Lia diam, menunduk. Ujung jari kakinya sibuk mengorek ngorek lantai, seakan disitu ada sesuatu yang perlu dibersihkan, padahal aku yakin, lantai itu bersih.

“Umar faham agama, bahkan sampai sekarangpun masih aktif berdakwah, masa dia tidak tahu bahwa kewajiban menafkahi istri dan anak adalah tanggung jawabnya?”aku masih menggerutu, aku benar benar jengkel memikirkannya.

“Lia tahu, Umar juga faham. Tapi Lia belum mampu membantu Umar mengatasi dirinya, karakter yang sudah terbentuk hasil didikan orang tuanya sangat tidak mudah diubahnya. Bukan bermaksud menyalahkan orang tuanya, tapi itulah yang terjadi menurut pendapat Lia.”

“Kalau menurut mbak, jika kita sudah bertekad kuat untuk berubah menjadi lebih baik, pasti Allah akan membantu, tetapi itu tergantung pada kesungguhan. Mba curiga, jangan jangan Umar sudah merasa nyaman dengan kondisi seperti ini. Bisa sajakan, sesuatu yang awalnya tidak disuka, tetapi karena begitu lama dengan kondisi seperti itu, sesuatu yang awalnya tidak disukai lama lama justru dinikmatinya, apa dia tidak malu?”
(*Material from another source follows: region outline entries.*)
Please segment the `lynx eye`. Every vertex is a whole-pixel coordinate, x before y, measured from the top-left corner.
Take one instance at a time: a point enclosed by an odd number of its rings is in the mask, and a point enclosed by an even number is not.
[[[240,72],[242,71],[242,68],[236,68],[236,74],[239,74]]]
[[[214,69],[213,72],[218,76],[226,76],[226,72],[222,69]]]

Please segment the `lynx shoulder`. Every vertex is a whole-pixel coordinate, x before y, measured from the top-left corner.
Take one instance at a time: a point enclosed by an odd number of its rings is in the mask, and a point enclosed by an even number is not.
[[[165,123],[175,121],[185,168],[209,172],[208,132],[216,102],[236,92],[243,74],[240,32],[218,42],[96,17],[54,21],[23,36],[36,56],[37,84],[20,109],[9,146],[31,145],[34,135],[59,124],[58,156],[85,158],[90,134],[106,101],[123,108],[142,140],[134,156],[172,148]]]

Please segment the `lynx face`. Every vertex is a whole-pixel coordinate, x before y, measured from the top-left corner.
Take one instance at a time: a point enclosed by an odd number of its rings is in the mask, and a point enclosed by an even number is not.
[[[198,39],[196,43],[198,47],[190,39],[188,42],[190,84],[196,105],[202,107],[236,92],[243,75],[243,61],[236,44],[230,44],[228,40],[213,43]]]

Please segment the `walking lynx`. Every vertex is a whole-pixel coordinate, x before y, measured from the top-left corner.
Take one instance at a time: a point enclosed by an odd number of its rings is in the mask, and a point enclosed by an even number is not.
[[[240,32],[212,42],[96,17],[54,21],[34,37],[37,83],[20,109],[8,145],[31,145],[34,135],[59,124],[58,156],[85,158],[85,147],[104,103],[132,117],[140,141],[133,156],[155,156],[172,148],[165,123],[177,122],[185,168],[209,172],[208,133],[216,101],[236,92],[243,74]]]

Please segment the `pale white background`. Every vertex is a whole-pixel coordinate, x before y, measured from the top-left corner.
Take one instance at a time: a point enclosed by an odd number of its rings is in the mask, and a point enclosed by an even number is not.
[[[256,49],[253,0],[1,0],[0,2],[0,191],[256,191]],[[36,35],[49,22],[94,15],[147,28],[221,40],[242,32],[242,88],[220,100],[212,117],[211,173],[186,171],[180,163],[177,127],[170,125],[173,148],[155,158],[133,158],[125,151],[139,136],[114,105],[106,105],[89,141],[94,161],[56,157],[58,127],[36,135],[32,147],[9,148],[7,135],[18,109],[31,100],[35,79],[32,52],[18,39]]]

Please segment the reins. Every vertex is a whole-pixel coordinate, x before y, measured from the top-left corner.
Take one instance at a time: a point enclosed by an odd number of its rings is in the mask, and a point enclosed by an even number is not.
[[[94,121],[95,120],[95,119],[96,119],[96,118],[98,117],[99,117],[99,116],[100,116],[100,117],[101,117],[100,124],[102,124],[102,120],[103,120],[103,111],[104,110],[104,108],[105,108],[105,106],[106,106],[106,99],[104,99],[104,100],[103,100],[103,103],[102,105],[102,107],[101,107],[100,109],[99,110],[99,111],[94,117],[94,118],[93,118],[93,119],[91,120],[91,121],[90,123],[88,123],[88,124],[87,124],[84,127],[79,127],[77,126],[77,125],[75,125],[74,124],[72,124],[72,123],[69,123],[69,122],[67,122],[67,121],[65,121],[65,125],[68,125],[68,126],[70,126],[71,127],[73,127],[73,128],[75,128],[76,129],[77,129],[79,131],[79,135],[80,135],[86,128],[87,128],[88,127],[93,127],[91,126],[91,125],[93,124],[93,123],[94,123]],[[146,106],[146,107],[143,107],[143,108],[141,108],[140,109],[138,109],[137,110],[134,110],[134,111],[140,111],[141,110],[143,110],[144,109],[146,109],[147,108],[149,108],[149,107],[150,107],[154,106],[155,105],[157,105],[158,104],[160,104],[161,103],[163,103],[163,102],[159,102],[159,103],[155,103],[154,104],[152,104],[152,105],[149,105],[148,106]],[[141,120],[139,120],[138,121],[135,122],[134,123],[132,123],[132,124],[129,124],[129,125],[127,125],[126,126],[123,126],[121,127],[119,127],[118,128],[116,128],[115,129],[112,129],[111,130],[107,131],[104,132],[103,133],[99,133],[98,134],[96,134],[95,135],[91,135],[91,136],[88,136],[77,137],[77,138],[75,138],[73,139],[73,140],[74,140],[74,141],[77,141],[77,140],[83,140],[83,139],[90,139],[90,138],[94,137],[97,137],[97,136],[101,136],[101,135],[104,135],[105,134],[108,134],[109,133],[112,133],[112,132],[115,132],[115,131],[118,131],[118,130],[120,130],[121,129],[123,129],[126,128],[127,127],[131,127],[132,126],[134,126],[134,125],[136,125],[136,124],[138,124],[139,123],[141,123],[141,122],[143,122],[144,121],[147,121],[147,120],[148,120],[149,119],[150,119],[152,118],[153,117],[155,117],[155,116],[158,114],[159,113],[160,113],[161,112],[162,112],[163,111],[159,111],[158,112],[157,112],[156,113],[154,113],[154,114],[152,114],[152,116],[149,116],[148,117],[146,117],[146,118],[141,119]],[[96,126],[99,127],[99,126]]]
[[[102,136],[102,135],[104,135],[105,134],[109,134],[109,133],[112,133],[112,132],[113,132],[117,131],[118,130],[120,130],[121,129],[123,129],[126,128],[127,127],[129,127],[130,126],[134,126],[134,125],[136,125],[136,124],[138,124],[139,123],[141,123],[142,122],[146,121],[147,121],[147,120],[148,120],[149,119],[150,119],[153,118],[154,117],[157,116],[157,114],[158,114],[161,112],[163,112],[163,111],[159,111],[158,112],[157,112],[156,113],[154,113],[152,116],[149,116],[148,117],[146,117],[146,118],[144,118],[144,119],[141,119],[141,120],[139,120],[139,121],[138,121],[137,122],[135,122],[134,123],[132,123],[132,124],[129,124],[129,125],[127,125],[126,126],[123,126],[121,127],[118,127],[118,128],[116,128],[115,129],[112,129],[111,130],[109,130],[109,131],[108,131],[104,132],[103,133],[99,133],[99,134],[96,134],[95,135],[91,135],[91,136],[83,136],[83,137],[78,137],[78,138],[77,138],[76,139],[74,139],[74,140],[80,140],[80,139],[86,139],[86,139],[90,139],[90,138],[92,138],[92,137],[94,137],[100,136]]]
“Sebenarnya Lia ikhlas dengan kondisi ini, biarlah rizki itu lewat jalan ikhtiar Lia, tapi kadang keikhlasan itu tercederai ketika Umar bersikap yang tidak menyenangkan.” Lia mulai meneteskan air matanya.

“Apa maksud Lia? Umar bersikap kasar?”

“Bahkan dia pernah mentalak Lia, karena sikapnya kasar pada anak anak. Lia protes, Lia nggak rela anak anak dikasari. Lia tahu, mungkin itu ekspresi rasa bersalahnya, merasa tidak berguna, tapi Lia marah kalau pelampiasannya dengan main kasar pada anak?”

“Jadi?” aku terkejut dengan cerita Lia, aku tak menyangka akan sejauh itu.

“Tapi menurut ustadz, talak itu tidak berlaku, karena tidak memenuhi persyaratan jatuhnya talak.” Lia buru buru menjelaskan.

“Andai orang lain yang mengalami, mba yakin, mereka tidak akan tahan dan memilih perceraian.” Aku mengemukakan pendapat, ya mungkin kesannya memanas manasi, aku kasihan pada Lia, terlalu berat bebannya.

“Tidak mba, insyaallah Lia kuat, toh sudah berjalan sekian lama.”

“Apa yang membuatmu bisa bertahan sekuat ini?” tanyaku penasaran.

“Anak anak dan dakwah. Lia tidak ingin menghancurkan masa depan anak anak, Lia juga tak ingin menodai dakwah yang sudah banyak kena fitnah ini dengan kehancuran rumah tangga Lia. Apa yang terjadi pada kami, tentu akan mempengaruhi dakwah kami. Biarlah apa yang Lia lakukan ini bernilai sebagai amal unggulan di hadapan Allah, tolong doakan ya mba, agar Lia tetap kuat dan ada perubahan pada diri Umar.”